Application of design stresses to cable tray systems

Structural Design

A cable tray manufacturer must design standard products to accommodate the great variations encountered in applications. The factors affecting the selection of a suitable basic design stress necessarily result in more conservative stresses than might otherwise be required. An engineer, who is in a position to determine specific stress requirements with a far greater degree of accuracy, may consider that the manufacturer's basic design stresses are too conservative for a particular project. Using individual experience and judgment, he or she would establish a new set of basic design stresses, selecting those safety factors that would result in a cable tray system best suited to meet the projected service conditions. With these stresses, the engineer can easily calculate an increase or decrease in the manufacturer's loading data, since the load is always in direct proportion to the stress.

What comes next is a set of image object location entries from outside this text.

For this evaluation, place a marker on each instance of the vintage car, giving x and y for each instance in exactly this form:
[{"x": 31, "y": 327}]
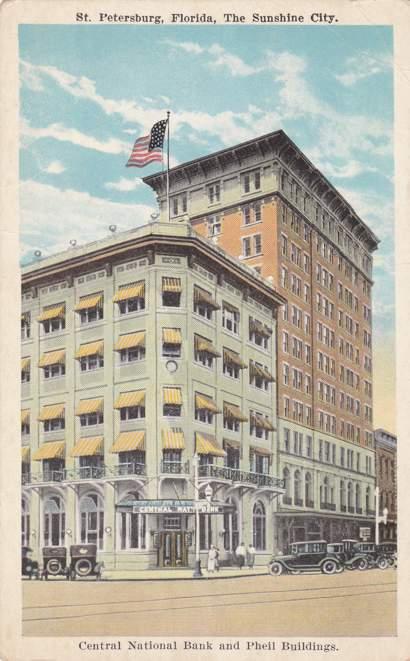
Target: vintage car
[
  {"x": 306, "y": 556},
  {"x": 84, "y": 561},
  {"x": 29, "y": 567},
  {"x": 55, "y": 562}
]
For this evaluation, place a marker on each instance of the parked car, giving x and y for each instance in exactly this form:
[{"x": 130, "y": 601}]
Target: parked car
[
  {"x": 306, "y": 556},
  {"x": 29, "y": 567},
  {"x": 55, "y": 562},
  {"x": 84, "y": 561}
]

The factors of safety used in determining maximum allowable stresses are as follows: · Aluminum Alloys a. For tension: the lower of 1/3 the minimum ultimate strength or 1/2 the minimum yield strength in tension. b. For compression: the lower of 1/3 the minimum ultimate strength or 2/5 the minimum yield strength in compression. c. For shear: the lower of 1/3 the minimum ultimate strength or 1/2 the minimum yield strength in shear. · For Hot Rolled Steels a. For tension: the lower of 1/2 the minimum ultimate strength or the minimum yield point in tension times .61. b. For compression: the lower of 1/2 the minimum ultimate strength or the minimum yield point in compression times .61. c. For shear: maximum stress not to exceed a value of 2/3 the basic design stress for tension.

Design Efficiency

A tray designed to perform its required function with the minimum weight (which facilitates installation) requires the material to be used in the most effective manner. The design requirements of siderails are different from those of rungs or ventilated bottom; fabricated tray allows the designer to use different shapes and thicknesses of metal to the best advantage. The strength of the siderail and rungs is increased by the proper use of metal in the high strength heattreated aluminum or continuously rolled cold-worked steel sections.